[llvm-dev] Machine learning and compiler optimizations: using inter-procedural analysis to select optimizations
Johannes Doerfert via llvm-dev
llvm-dev at lists.llvm.org
Mon Mar 30 18:51:53 PDT 2020
On 3/30/20 8:07 PM, Shiva Stanford wrote:
> 1. Thanks for the clarifications. I will stick to non-containerized OS X
> for now.
Sounds good. As long as you can build it and run lit and llvm-test suite
tests :)
> 2. As an aside, I did try to build a Debian docker container by git
cloning
> into it and using the Dockerfile in LLVM/utils/docker as a starting
point:
> - some changes needed to updated packages (GCC in particular needs to be
> latest) and the Debian image (Debian 9 instead of Debian 8) pretty much
> sets up the docker container well. But for some reason, the Ninja build
> tool within the CMake Generator fails. I am looking into it. Maybe I can
> produce a working docker workflow for others who want to build and work
> with LLVM in a container environment.
Feel free to propose a fix but I'm the wrong one to talk to ;)

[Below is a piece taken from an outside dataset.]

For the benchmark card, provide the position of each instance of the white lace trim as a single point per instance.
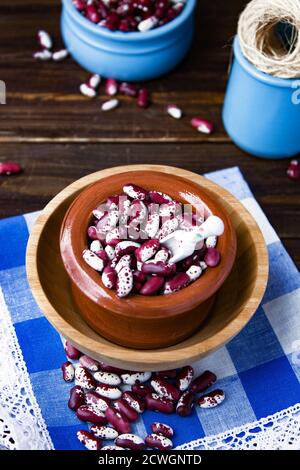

> 3. I have submitted the final proposal today to GSoC 2020 today after
> incorporating some comments and thoughts. When you all get a chance to
> review, let me know your thoughts.
Good. Can you share the google docs with me
(johannesdoerfert at gmail.com)? [Or did you and I misplaced the link? In
that case send it again ;)]
> 4. On GPU extension, my thoughts were around what an integrated compiler
> like Nvidia's nvcc (GCC for CPU + PTX for GPU) does when GCC is
substituted
> with LLVM and if that arrangement can be optimized for ML passes.
> But I am beginning to think that structuring this problem well and
> doing meaningful work over the summer might be a bit difficult.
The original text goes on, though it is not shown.